Puppy Training Diary

Kaylee is Born | Visits to Breeder


Finally Kaylee arrived. She was born on Feb 22, 2006. Only 8 more weeks before I could bring her home. In California, beginning that year, it became illegal to let a puppy leave its litter before 8 weeks of age. Otherwise, I would only have to wait 7 weeks. I visited her as frequently as I could, but she was over 600 miles away. I knew which one she was when she was 4 weeks old. I confirmed it again when she was 6 weeks old and of course she hadn't changed by the time she was 8 weeks and ready to come home with me.


As a young puppy I watched her closely. I observed her and her littermates for hours and days. I loved the way she interacted with the other puppies. I loved the way she interacted with people. I loved the way she was so happy and secure. She never showed any signs of needing to be dominant. She showed no signs of being shy or fearful or hesitant. She was careful and not overly confident as some of the other pups were. She was extremely tolerant of the other puppies when they bit her, pummeled her, took toys away from her. She never got angry or showed any signs of intolerance even when she was yelping in pain from being bitten. She had good bounce back. When another puppy hurt her and had her pinned to the ground, as soon as she was able to get up, she just resumed playing. Another pup might get angry or run away.

She had the exact temperament I wanted. She sort of blended in with the crowd. She didn't stand out on any level. I've had my fill of assertive, out-there puppies. All my dogs had issues that I needed to work on. Most of my knowledge as a trainer and behaviorist is not from books and academics, but from personal first hand experience with my own dogs! If you read my book Help! My Dog has an Attitude, then you know all about my fearfully aggressive, dominant, un-socialized dog, Boscoe. He had all the problems you could imagine. He came with these at the age of 6 months from a shelter in Marin county just the other side of the SF bridge.

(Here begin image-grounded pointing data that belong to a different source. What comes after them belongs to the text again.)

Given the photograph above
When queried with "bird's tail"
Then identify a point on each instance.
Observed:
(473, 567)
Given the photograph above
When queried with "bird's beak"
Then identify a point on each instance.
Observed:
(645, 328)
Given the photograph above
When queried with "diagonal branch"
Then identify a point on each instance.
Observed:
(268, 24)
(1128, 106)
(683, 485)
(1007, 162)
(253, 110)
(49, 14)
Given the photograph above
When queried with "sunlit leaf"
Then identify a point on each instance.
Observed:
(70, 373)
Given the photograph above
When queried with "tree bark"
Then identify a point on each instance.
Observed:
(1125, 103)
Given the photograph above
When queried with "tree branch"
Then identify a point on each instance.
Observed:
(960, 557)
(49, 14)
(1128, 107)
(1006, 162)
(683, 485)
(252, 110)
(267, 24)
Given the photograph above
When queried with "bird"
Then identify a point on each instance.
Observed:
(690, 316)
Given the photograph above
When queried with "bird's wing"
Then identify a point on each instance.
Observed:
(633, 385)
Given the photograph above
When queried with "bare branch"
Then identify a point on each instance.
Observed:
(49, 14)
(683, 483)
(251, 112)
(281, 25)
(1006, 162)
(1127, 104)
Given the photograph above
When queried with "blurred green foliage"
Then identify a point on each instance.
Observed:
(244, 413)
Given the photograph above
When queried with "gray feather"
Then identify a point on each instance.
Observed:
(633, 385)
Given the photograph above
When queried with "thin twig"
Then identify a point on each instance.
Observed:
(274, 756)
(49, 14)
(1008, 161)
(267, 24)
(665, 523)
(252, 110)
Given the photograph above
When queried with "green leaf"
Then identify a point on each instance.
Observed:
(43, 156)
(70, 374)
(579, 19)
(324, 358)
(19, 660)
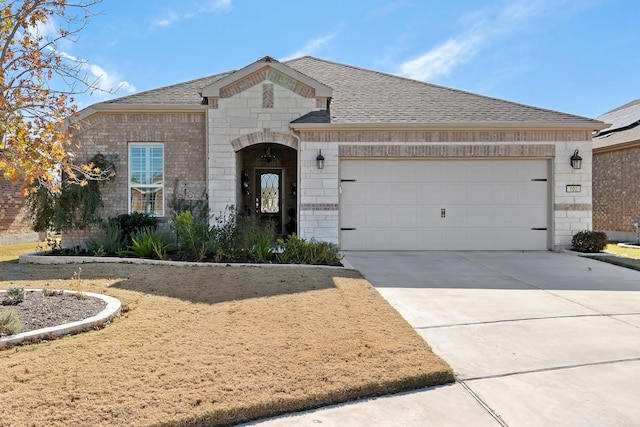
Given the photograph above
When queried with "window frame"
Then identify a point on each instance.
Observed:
(130, 185)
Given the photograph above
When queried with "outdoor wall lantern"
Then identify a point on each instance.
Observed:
(576, 160)
(320, 160)
(267, 156)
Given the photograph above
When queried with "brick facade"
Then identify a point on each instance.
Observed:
(14, 226)
(243, 115)
(616, 193)
(183, 136)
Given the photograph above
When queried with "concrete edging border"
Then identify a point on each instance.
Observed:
(109, 312)
(34, 258)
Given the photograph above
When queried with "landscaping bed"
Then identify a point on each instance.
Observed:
(212, 345)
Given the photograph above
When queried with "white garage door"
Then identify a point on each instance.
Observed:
(444, 204)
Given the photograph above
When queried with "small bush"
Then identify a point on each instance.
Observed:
(132, 223)
(110, 242)
(194, 237)
(9, 322)
(52, 292)
(154, 243)
(300, 251)
(16, 294)
(238, 237)
(589, 241)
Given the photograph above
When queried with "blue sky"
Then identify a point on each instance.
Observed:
(576, 56)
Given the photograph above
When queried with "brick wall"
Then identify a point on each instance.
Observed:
(184, 139)
(12, 212)
(616, 189)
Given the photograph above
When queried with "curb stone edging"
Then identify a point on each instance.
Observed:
(109, 312)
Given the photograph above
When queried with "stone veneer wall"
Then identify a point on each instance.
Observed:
(183, 136)
(251, 113)
(319, 189)
(616, 192)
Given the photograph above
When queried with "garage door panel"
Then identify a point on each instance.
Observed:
(445, 205)
(377, 194)
(404, 194)
(429, 194)
(405, 215)
(454, 193)
(379, 216)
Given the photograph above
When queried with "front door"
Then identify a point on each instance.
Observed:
(269, 197)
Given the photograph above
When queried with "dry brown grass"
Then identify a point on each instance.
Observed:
(212, 346)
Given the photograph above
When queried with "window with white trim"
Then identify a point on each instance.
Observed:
(146, 178)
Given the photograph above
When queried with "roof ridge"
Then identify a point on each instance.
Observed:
(477, 95)
(144, 92)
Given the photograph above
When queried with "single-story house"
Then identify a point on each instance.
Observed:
(360, 158)
(616, 175)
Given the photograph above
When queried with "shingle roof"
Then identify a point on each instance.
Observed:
(366, 96)
(625, 126)
(186, 93)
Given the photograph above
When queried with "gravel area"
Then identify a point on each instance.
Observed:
(38, 311)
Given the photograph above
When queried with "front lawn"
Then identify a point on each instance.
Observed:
(212, 345)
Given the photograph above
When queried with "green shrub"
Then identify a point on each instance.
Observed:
(9, 322)
(225, 244)
(238, 237)
(109, 242)
(262, 250)
(132, 223)
(194, 237)
(589, 241)
(16, 294)
(300, 251)
(149, 242)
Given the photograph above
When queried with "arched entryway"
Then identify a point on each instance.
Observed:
(268, 184)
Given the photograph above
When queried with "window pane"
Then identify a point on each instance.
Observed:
(147, 200)
(146, 163)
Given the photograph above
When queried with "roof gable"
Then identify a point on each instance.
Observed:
(358, 97)
(270, 69)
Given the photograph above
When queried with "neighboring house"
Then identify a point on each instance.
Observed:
(616, 173)
(407, 165)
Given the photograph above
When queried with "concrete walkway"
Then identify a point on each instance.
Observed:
(536, 339)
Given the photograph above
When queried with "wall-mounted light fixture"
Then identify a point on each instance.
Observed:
(267, 156)
(576, 160)
(320, 160)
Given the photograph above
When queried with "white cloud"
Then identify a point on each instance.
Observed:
(216, 6)
(203, 8)
(311, 47)
(441, 60)
(387, 9)
(486, 25)
(109, 83)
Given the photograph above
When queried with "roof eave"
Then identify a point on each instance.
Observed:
(588, 126)
(139, 108)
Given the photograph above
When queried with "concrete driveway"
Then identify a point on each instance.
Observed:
(536, 339)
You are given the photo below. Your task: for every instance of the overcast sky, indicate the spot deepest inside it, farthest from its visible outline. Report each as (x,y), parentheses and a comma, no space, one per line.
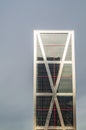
(18,19)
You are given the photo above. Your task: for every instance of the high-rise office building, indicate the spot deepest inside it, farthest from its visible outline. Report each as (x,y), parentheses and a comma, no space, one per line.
(54,81)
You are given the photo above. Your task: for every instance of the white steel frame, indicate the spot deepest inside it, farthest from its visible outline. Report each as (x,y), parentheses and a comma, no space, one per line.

And then there was Naomi, aka Piggy, a San Francisco SPCA adoption. She was the most creative in her destructive ways. She would jump on my car in the garage and run back and forth from hood to bumper, over the top and slide down the front windshield. I couldn't figure out how my car got so scratched up until I caught her one day. Another time she dragged an entire branch from a huge tree in my back yard thru the dog door, across the garage, up a flight of stairs and into the living room where she mostly shredded it, but still large branches remained untouched. It was a day's work on her part to even get it into the house. I gave her way too much freedom too soon. Just when I thought I could trust her, she would find another way to surprise me. One day I came home and it looked like snow had fallen in the house. Everything, I mean everything was covered with white stuff. Turned out it was stuffing from the couch, all the stuffing. And the amazing thing is that all the stuffing came out of one little hole. She just kept pulling and pulling and there remained a perfectly intact stuffing-less couch with just one little hole in it. I wonder what the other dogs were doing when she was doing all these things.

I've trained and worked with enough wall flowers that I knew if given a choice, I wouldn't want either of those personalities. There's nothing wrong with those temperaments, it's just that I've been there, done that and now I want a confident but compliant, submissive dog. One that will be easy to have around other dogs.

Kaylee won't start a fight and she won't engage in one. She won't be possessive and won't have an attitude. She'll share and her preference will always be to just have fun. No social hierarchy battles. Of course, I say that about her now, but she's a dog and nature does takes it's course. By the time she is an adolescent, she'll probably be displaying all those "undesirable" traits, but then what teenager doesn't? However, once past all that maturation stuff, she'll emerge as the perfect dog. You can check back in on us in another few years to see how we're doing.

Many people say they didn't choose their puppy but their puppy chose them. I wouldn't exactly say that Kaylee chose me, but she managed in her own way to confirm to me that she was indeed the chosen one.

Trudy gave all the puppies names either based on their personality or some trait or by the color of the collar the puppy wore. Kaylee was Pinky because she wore a pink collar. I almost had a silent chant whenever I was with the puppies, "Where's Pinky? Where's Pinky?"

As I said she never really stood out in the crowd. When I entered the pen and 13 puppies descended on me, my eyes were constantly searching for her. She didn't stand out. Someone else would enter the pen and the pups would scatter dividing their attention between the different visitors, each other and every other distraction. Inevitably I would give up searching for her only to find a little puppy with a pink collar already in my lap. She did this so much that after awhile I learned it was easiest to find her if I just looked right next to me. She was always there. I don't know if she remembered me from the early visits when I held her in my arms frequently, or maybe she just liked me too.

On the day we arrived to pick her up to take her home, Trudy had switched collars. Not intentionally to confuse us, but it just happened. When all the pups came running up I saw the puppy in the pink collar and knew immediately she wasn't Kaylee. I knew the pups had grown and changed since I had seen them 2 weeks before, but I knew this puppy was not the real Pinky. But I couldn't find the real Pinky. Once again she blended in with the crowd and once again she was one who stayed at my side when many of the others scampered away to see who else came to visit.